The VenaCure EVLT procedure uses the latest generation of EVLT® catheter, which has been cleared by the Food and Drug Administration (FDA) for use in the United States, to insert a laser fiber directly inside the faulty vein under local anesthesia. The laser delivers a precise dose of energy into the vein wall, collapsing it. This process, called ablation, cures the condition and diverts blood flow to nearby functional veins. The resulting increased circulation significantly reduces the symptoms of varicose veins and improves their surface appearance.
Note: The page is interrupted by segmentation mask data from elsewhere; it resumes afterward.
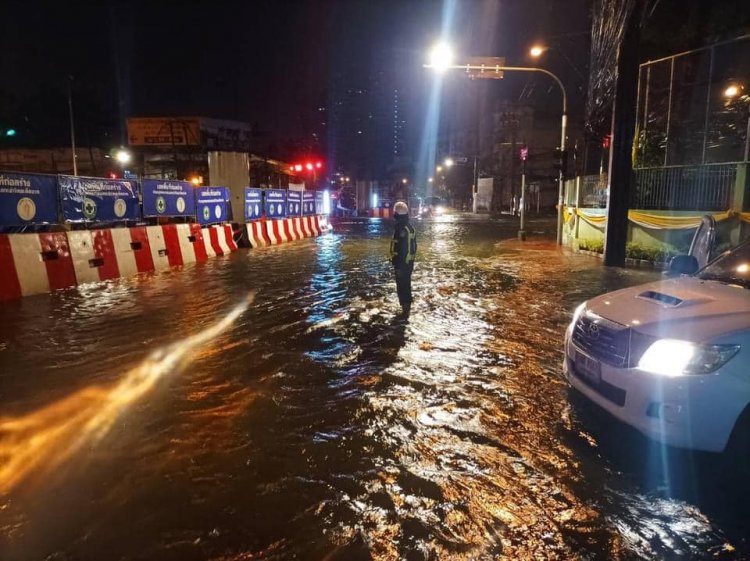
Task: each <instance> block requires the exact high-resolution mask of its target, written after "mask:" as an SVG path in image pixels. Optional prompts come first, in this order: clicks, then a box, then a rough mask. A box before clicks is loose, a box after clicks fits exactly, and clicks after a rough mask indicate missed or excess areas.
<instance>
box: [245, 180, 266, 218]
mask: <svg viewBox="0 0 750 561" xmlns="http://www.w3.org/2000/svg"><path fill="white" fill-rule="evenodd" d="M262 216H263V191H262V190H261V189H254V188H253V187H245V220H246V221H248V222H249V221H250V220H259V219H260V218H261V217H262Z"/></svg>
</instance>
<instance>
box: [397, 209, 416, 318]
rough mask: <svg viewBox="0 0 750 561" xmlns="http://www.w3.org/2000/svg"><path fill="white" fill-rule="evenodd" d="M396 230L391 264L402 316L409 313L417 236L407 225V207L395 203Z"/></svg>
mask: <svg viewBox="0 0 750 561" xmlns="http://www.w3.org/2000/svg"><path fill="white" fill-rule="evenodd" d="M393 214H394V216H395V218H396V229H395V231H394V232H393V240H392V241H391V263H392V264H393V271H394V273H395V275H396V292H397V293H398V301H399V304H401V310H402V311H403V313H404V315H407V316H408V315H409V312H410V311H411V302H412V296H411V274H412V272H413V271H414V257H415V256H416V254H417V235H416V233H415V232H414V227H413V226H412V225H411V224H409V207H408V206H406V203H403V202H400V201H399V202H397V203H396V204H395V205H394V207H393Z"/></svg>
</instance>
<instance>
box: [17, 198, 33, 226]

The VenaCure EVLT treatment generally takes less than one hour in a doctor’s office and offers immediate relief with minimal-to-no scarring. Patients can usually resume normal activities immediately with minimal or no pain. The success rate of the VenaCure EVLT procedure is as high as 98 percent – measurably better than the alternatives of surgical ligation or stripping and radiofrequency electrosurgery.

All surgical procedures carry some degree of risk and a potential for complications that should be discussed with your physician and weighed against the risk of leaving your varicose veins untreated. Potential complications include vessel perforation, thrombosis, pulmonary embolism, phlebitis, hematoma, infection, skin pigmentation alteration, neovascularization, paresthesia due to thermal damage of adjacent sensory nerves, anesthetic tumescence, non-target irradiation, vasospasm, hemorrhage, necrosis, skin burns and pain.

Side effects of the VenaCure EVLT procedure include mild bruising and tenderness that usually disappear within a few weeks, and a delayed tightness within the first week after treatment. This “pulling” sensation confirms that the veins were destroyed. Discomfort is usually managed with over-the-counter medications like acetaminophen and ibuprofen. Cosmetic improvement of the varicose veins is often seen, although other procedures likeambulatory phlebectomy may be required to obtain optimal results.

When used to treat medical symptoms such as swelling and poor circulation, VenaCure EVLT treatment is usually reimbursed by health insurance. Contact your insurer to determine coverage.

With more than 70,000 procedures performed and more than 60 published clinical articles documenting the VenaCure EVLT treatment efficacy over the last five years, this system is a proven alternative to invasive surgery. To determine if the VenaCure EVLT procedure is a viable treatment for you, consult with your treating physician.